I am wondering if you could suggest a general article for me to give to people who tell me how exited they are about sending a cheek swab to National Geographic for analysis. I imagine you have written something like this, but don't remember where it is. Any thoughts?

I wrote back, and thought I should share. I have an article in Slate from a couple of years ago that covers that topic:

http://www.slate.com/id/2138059/

Also, there was a NY Times article in late 2007 that basically covers the same difficulties:

http://www.nytimes.com/2007/11/25/business/25dna.html

I blogged about that article at the time. I also have a post from the time of the Slate article.

And my “testing” tag leads to a bunch of posts on the topic of genetic testing. I’ve never really sat down to write an FAQ on the topic, but I think it would be worth doing. Genetic Future does a very good job of covering current commercial offerings in genetic testing, a beat also covered at Eye on DNA.

If someone was thinking of sending $100 to Genographic, I have nothing against it as a form of entertainment. I think the information you get that way is, for most people, very superficial and unsurprising. Basically, they’re giving you your paternal Y chromosome lineage if you’re a man, and your mtDNA if you’re a woman. That fee pays for your test, the information they give out to you as a participant, and an extra amount that they will use to subsidize testing of various populations around the world.

But if you’re looking for the entertainment value, you will be much better off saving up $400 to send to 23andMe. That pays for a whole-genome SNP survey, including various phenotype predictions. They have all the genealogical information from the Y and mtDNA that you would get from Genographic, and it’s better-presented. Overall, it’s a much better deal, and more likely to generate something interesting to share with your friends. Of course, it costs more, but it’s a better value.

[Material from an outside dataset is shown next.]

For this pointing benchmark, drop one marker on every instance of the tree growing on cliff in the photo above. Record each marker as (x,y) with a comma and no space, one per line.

Now, for serious medical purposes, or for trying to do phenotype predictions of your children, I don’t recommend 23andMe. I honestly think that gene testing now is best treated as expensive entertainment. You might get a laugh, or learn something about your ancestry that you didn’t know. But you won’t likely learn anything that would be worthwhile to your children. Not yet, anyway. This is not an investment.

In other words, don’t spend your food money. Think of it as eight months of cable TV.